Internal (meant for use by scientific society or its members) quality indicators were developed with the guideline and can be found in the separate document Appendices to modules. In most cases, indicators were not applicable. For most questions, additional scientific research on the subject is warranted. Therefore, the GDG formulated knowledge gaps to aid in future research, which can be found in the separate document Appendices to modules.

 

Commentary and authorisation phase

The concept guideline was subjected to commentaries by the involved scientific societies. The list of parties that participated in the commentary phase can be requested from the Kennisinstituut van de Federatie Medisch Specialisten (secretariaat@kennisinstituut.nl). The commentaries were collected and discussed with the GDG. The feedback was used to improve the guideline; afterwards the GDG made the guideline definitive. The final version of the guideline was offered to the involved scientific societies for authorization and was authorized.

 

Literature

Brouwers MC, Kho ME, Browman GP, et al. AGREE Next Steps Consortium. AGREE II: advancing guideline development, reporting and evaluation in health care. CMAJ. 2010; 182(18): E839-E842.

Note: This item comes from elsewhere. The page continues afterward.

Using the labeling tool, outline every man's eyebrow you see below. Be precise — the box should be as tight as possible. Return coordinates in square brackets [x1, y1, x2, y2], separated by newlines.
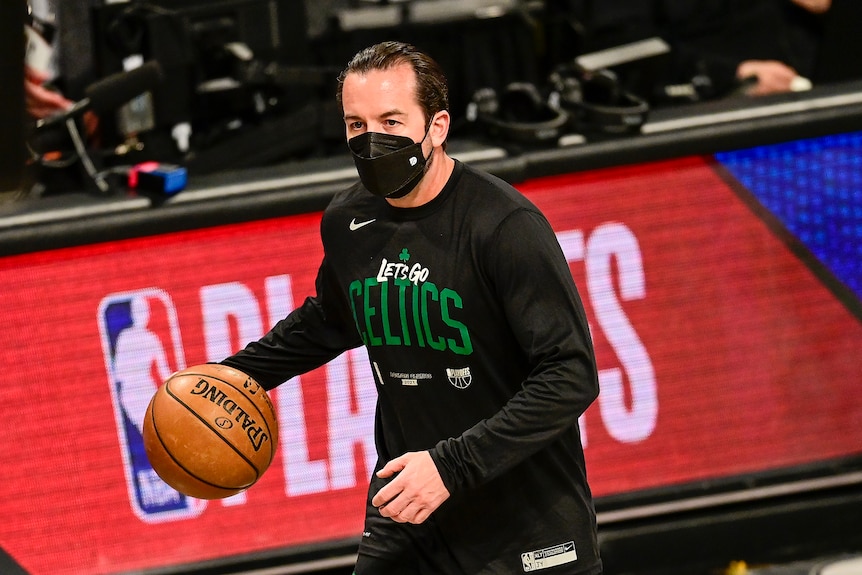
[344, 108, 407, 122]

Medisch Specialistische Richtlijnen 2.0. Adviescommissie Richtlijnen van de Raad Kwaliteit, 2012. Available at: [URL].

Schünemann H, Brożek J, Guyatt G, et al. GRADE handbook for grading quality of evidence and strength of recommendations. Updated October 2013. The GRADE Working Group, 2013. Available at: [URL].

Schünemann HJ, Oxman AD, Brozek J, et al. Grading quality of evidence and strength of recommendations for diagnostic tests and strategies. BMJ. 2008;336(7653):1106- 1110. Erratum published in: BMJ 2008;336(7654).

Ontwikkeling van Medisch Specialistische Richtlijnen: stappenplan. Kennisinstituut van Medisch Specialisten, 2020.